Mit manifesten Beschwerden im Sinne eines Burn-outs haben mindestens 20 Prozent aller Ärzte zu kämpfen. In bestimmten Arztgruppen sind noch weit mehr betroffen. Die öffentliche Meinung und die immer höheren Qualitätskriterien verlangen den fachlich unangreifbaren Mediziner mit möglichst hoher emotionaler Kompetenz.
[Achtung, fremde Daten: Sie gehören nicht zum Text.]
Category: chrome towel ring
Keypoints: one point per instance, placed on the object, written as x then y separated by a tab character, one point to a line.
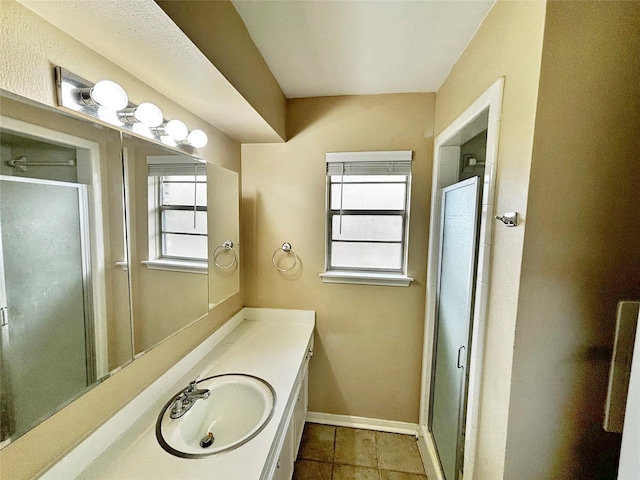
226	246
286	248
78 Prozent der Ärzte äußern sich resignativ oder unzufrieden über ihren Beruf, 58 Prozent würden nicht mehr als Vertragsarzt arbeiten wollen, 37 Prozent würden den Beruf heute nicht mehr ergreifen. Bezogen auf jeden einzelnen Aspekt ihres Berufes, waren die Ärzte im Jahr 1997 unzufriedener als noch 1986 (23). Am zufriedensten sind Kinderärzte, HNO-Ärzte und Hausärzte; die Unzufriedenheit ist am höchsten bei Orthopäden, Urologen, hausärztlich tätigen Internisten und Augenärzten (18). Das Morbiditäts-, Mortalitäts- und Suizidrisiko (12) von Ärzten ist im Vergleich zu entsprechenden anderen Bevölkerungsgruppen überdurchschnittlich erhöht. Das widerspricht eindeutig dem Glauben nicht weniger, sie seien unverwundbar (1). „I’ve done too much for too many for too long with too little regard for myself“ (22) – eine zutreffende, knappe Definition für die Entwicklung von Burn-out.
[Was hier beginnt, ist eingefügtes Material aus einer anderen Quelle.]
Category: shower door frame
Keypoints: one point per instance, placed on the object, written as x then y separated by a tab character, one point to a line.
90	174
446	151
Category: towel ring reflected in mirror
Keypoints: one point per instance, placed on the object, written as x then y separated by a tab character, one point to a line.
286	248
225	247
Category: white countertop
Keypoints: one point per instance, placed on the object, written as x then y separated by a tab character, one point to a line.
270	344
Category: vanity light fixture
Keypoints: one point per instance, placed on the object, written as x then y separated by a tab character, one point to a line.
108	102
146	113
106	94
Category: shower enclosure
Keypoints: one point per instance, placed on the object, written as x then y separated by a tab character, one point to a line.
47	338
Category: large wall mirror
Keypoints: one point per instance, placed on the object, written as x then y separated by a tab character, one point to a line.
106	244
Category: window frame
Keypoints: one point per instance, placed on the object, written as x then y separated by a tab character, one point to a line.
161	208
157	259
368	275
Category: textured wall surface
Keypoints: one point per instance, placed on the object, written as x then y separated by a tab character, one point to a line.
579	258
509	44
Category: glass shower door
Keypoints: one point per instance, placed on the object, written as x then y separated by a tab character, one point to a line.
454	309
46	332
Burn-out ist das Ergebnis eines Prozesses der insuffizienten Bewältigung stressreicher Arbeitssituationen und innerlich nicht akzeptierter Diskrepanzen. Diese bestehen zwischen der individuellen Lebenssituation, den eigenen Werten, der intrinsischen Motivation einerseits und der Wirklichkeit von unerwarteter bis unerwünschter Arbeits- anforderung andererseits. Typischerweise sind Menschen in Berufen mit hohem Arbeitsdruck und wenigen individuellen Gestaltungsmöglichkeiten betroffen (Tabelle); diese Konstellation wird als „high demand, low influence“ bezeichnet. Burn-out wird verstanden als Krankheit des Überengagements, als Folge des emotional belastenden zwischenmenschlichen Kontaktes am Arbeitsplatz oder als Resultat des gesellschaftlichen Wandels (2).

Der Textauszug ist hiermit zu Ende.